Consulenti siano di supporto, non una supplenza


Non guardiamo il dito (le consulenze) ma la luna (il deficit di competenza della Pubblica Amministrazione)

di Antonino Gulisano

In questi giorni si è innescata una polemica sulla consulenza di McKinsey al Ministero dell’economia per la redazione del Piano nazionale di ripresa e resilienza. Pur nella giustezza dell’aver proposto la questione, restano da mettere a fuoco alcuni pregiudizi consolidati nella nostra società (e certi limiti strutturali della pubblica amministrazione).

Nei giorni scorsi, molti hanno accusato il Mef e Daniele Franco di avere esternalizzato la scrittura del Pnrr a una “multinazionale straniera”. Lo ha chiarito il Ministero stesso in una nota, in cui riporta il valore economico della consulenza (25 mila euro) e il suo oggetto (“l’elaborazione di uno studio sui piani nazionali ‘Next Generation’ già predisposti dagli altri paesi dell’Unione Europea e un supporto tecnico-operativo di project-management per il monitoraggio dei diversi filoni di lavoro per la finalizzazione del Piano”).
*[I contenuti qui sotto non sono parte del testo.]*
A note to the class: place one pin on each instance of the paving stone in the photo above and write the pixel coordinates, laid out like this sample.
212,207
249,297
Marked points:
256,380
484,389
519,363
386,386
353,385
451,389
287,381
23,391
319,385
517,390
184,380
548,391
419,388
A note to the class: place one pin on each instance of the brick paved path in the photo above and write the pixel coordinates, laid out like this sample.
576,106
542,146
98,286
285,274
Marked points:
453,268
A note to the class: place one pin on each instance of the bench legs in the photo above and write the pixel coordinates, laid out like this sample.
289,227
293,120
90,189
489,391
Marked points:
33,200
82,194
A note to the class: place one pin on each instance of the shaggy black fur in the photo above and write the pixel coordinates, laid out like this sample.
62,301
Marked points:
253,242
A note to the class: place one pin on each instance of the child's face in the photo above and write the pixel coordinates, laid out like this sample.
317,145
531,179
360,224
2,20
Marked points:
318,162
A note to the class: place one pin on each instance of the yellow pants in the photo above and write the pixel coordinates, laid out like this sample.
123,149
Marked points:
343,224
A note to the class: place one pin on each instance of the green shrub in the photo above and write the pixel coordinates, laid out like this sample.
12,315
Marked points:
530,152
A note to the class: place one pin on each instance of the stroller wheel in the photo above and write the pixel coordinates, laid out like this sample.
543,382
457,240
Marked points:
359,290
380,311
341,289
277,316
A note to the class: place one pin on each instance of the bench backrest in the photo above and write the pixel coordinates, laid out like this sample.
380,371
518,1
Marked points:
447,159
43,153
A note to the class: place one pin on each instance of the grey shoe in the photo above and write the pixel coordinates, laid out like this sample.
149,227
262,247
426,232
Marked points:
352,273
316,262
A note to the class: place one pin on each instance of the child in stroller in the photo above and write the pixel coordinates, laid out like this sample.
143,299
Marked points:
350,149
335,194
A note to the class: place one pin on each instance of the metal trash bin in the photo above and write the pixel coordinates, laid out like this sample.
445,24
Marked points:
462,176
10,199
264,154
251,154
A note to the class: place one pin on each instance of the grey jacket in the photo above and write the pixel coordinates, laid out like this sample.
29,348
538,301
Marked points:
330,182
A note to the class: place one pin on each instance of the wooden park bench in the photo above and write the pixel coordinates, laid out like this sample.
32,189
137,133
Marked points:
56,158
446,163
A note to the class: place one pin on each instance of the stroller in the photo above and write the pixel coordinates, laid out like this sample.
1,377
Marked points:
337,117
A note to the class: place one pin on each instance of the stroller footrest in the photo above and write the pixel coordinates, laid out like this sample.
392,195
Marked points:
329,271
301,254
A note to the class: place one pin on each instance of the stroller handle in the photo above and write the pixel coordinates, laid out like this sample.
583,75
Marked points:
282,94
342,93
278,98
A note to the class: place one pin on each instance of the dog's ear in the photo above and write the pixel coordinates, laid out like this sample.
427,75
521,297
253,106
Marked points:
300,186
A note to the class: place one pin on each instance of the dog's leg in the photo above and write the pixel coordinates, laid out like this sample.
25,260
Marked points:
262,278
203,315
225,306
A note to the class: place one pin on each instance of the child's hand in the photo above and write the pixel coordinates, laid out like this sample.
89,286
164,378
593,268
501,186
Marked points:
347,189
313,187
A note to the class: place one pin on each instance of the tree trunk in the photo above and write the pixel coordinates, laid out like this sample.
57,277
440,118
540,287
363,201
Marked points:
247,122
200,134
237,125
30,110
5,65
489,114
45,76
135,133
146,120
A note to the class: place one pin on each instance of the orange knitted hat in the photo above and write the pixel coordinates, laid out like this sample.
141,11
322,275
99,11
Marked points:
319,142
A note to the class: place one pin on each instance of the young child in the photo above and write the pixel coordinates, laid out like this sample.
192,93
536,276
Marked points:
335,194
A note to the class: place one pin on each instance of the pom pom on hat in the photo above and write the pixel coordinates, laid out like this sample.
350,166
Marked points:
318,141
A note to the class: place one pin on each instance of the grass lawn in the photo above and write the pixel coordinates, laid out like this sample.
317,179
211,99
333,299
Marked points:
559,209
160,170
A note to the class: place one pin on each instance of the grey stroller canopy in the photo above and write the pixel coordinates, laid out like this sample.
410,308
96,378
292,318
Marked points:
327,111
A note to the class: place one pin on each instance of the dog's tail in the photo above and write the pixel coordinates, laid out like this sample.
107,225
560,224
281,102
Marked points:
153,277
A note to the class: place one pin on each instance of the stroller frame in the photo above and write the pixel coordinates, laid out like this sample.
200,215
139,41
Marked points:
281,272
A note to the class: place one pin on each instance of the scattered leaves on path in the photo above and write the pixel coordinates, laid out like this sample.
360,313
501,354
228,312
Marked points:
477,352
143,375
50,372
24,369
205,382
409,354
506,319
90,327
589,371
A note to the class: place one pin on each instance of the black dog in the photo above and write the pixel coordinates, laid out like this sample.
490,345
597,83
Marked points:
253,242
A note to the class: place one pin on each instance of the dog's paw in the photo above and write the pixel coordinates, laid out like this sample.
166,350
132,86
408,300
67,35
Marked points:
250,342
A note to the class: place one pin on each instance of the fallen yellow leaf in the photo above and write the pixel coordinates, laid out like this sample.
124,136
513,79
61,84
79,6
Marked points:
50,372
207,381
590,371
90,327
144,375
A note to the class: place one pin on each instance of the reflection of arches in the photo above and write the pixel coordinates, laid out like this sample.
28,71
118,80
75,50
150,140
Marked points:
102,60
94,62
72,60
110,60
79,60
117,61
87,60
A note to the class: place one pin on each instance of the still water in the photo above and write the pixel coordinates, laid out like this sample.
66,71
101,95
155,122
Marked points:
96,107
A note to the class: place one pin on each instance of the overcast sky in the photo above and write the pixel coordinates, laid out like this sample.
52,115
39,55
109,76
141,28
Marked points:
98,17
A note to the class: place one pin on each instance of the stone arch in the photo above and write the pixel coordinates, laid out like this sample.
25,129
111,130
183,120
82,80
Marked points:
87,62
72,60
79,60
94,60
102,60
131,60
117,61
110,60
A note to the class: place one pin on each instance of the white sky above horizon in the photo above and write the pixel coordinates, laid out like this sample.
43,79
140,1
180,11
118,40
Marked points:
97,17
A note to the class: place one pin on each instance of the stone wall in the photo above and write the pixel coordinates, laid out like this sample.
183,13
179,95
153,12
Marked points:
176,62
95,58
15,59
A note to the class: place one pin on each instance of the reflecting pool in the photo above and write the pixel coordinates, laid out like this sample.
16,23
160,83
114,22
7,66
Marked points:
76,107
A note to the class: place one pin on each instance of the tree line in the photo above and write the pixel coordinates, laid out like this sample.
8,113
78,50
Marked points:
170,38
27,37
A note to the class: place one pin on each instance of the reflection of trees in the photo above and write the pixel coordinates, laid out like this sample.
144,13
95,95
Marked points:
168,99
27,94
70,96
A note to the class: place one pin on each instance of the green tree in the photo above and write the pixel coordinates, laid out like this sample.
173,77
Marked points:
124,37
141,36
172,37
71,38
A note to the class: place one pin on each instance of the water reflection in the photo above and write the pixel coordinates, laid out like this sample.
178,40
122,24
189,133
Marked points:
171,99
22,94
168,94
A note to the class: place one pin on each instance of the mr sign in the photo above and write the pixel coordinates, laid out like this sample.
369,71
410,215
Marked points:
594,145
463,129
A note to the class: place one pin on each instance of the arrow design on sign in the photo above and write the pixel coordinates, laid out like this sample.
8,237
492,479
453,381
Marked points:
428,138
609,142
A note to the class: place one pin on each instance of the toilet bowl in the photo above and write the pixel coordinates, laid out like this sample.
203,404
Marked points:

Al di là degli aspetti formali, ci sono due questioni di sostanza. La prima riguarda la funzione dei consulenti, che vengono regolarmente utilizzati dai governi di tutti il mondo (oltre che, ovviamente, dalle imprese private). Le società come McKinsey sostengono i committenti nella costruzione di scenari e analisi, nelle attività di ricerca di dati e informazione e nella loro elaborazione. La seconda il lavoro del governo, che p delegare a un consulente il supporto agli obiettivi e agli strumenti degli assi portanti di un piano da centinaia di miliardi di euro, come previsto dalle linee guida approvata dalla Commissione U.E.

C’è, in ogni caso, una questione di sostanza: sebbene il ricorso ai consulenti sia normale e consueto, è indubbio che la nostra pubblica amministrazione abbia un serio deficit di competenze. È qui che si gioca una delle grandi partite del Governo Draghi: i pensionamenti di questi e dei prossimi anni (peraltro favoriti da Quota 100) determinano l’esigenza di nuove assunzioni. Se c’è un momento in cui la riconversione digitale della PA è necessaria, è proprio adesso: in modo da utilizzare i concorsi per attrarre professionalità in grado di interpretare un ruolo diverso del settore pubblico, e non semplicemente rimpiazzare chi esce. Qualunque impresa privata cambia, nel tempo, le caratteristiche professionali dei suoi addetti, sia investendo in formazione, sia approfittando del turnover tra i dipendenti: è l’ora che lo faccia anche lo Stato, in modo da eliminare ogni dubbio sul fatto che i consulenti (che continueranno a esserci) svolgano un lavoro complementare a quello delle strutture esistenti e non di supplenza.